Imam Malik juga berkata, “Jika para sahabat Nabi shallallahu ‘alaihi wa sallam merasa berat untuk menjawab pertanyaan-pertanyaan dan tidaklah salah seorang dari mereka menjawab hingga ia melihat pendapat sahabatnya yang lain, padahal mereka telah dianugrahi taufiq dan kelurusan dari Allah dan sucinya hati-hati mereka maka lantas bagaimanakah dengan kita yang kesalahan-kesalahan serta dosa-dosa kita telah menutup hati-hati kita” [21]
Berkata Ibnu Kholdah kepada Robi’ah,
يا ربيعة إياك أن تفتي الناس فإذا جاءك الرجل يسألك فلا تكن همتك أن تخرجه مما وقع فيه ولتكن همتك أن تتخلص مما سألك عنه
“Wahai Robi’ah waspadalah engkau dari memberi fatwa kepada manusia, maka jika datang kepadamu seseorang yang bertanya kepadamu maka janganlah tujuanmu adalah untuk menyelematkan dia (sipenanya) dari apa yang sedang ia alami, namun jadikanlah tujuanmu adalah agar engkau bisa selamat dari pertanyaannya”[22]

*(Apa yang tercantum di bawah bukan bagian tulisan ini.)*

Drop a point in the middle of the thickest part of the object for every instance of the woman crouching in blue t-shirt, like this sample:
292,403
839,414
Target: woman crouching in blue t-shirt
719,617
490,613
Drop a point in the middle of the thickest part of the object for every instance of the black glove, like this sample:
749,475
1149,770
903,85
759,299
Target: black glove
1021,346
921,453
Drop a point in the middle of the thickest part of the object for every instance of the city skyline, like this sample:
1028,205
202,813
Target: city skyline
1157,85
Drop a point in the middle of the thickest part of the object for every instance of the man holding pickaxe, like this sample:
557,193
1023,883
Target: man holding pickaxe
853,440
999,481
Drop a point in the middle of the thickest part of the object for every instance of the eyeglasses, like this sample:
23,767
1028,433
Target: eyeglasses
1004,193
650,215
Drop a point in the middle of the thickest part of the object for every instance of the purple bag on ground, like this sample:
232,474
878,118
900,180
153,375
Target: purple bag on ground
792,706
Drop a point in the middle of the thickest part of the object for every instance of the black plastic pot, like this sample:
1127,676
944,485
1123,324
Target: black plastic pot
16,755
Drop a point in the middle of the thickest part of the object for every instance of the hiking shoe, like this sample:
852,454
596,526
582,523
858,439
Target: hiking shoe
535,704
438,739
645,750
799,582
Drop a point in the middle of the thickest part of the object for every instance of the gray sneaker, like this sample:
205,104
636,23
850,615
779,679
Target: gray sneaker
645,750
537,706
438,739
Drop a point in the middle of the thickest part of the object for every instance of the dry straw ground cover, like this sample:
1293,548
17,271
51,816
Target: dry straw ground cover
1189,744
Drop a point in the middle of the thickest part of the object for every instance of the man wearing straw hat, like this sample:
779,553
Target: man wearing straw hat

Ada orang yang bertanya kepada Imam Malik dan Imam Malik tidak menjawabnya maka ia berkata, “Wahai Abu Abdillah jawablah pertanyaanku!”, Imam Malik berkata, “Celaka engkau apakah engkau hendak menjadikan aku hujjah antara aku dan Allah? Maka aku yang lebih dahulu butuh untuk aku melihat bagaimana keselamatanku kemudian aku menyelamatkan engkau”[23]
Oleh karena itu tidaklah Ibnul Musayyib berfatwa kecuali ia berkata, اللهم سلمني وسلمه مني “Ya Allah selamatkanlah aku dan selamatkanlah ia dariku”[24]
Berkata Imam Malik, “Terkadang aku menerima satu pertanyaan yang menjadikan aku tidak bisa makan dan minum serta tidak bisa tidur”
Beliau juga berkata, “Sungguh aku pernah memikirkan satu permasalahan sejak belasan tahun namun aku belum bisa memiliki pendapat yang pas hingga sekarang”.
Beliau juga berkata, “Terkadang aku menemukan permasalahan maka akupun memikirkannya beberapa malam”[25]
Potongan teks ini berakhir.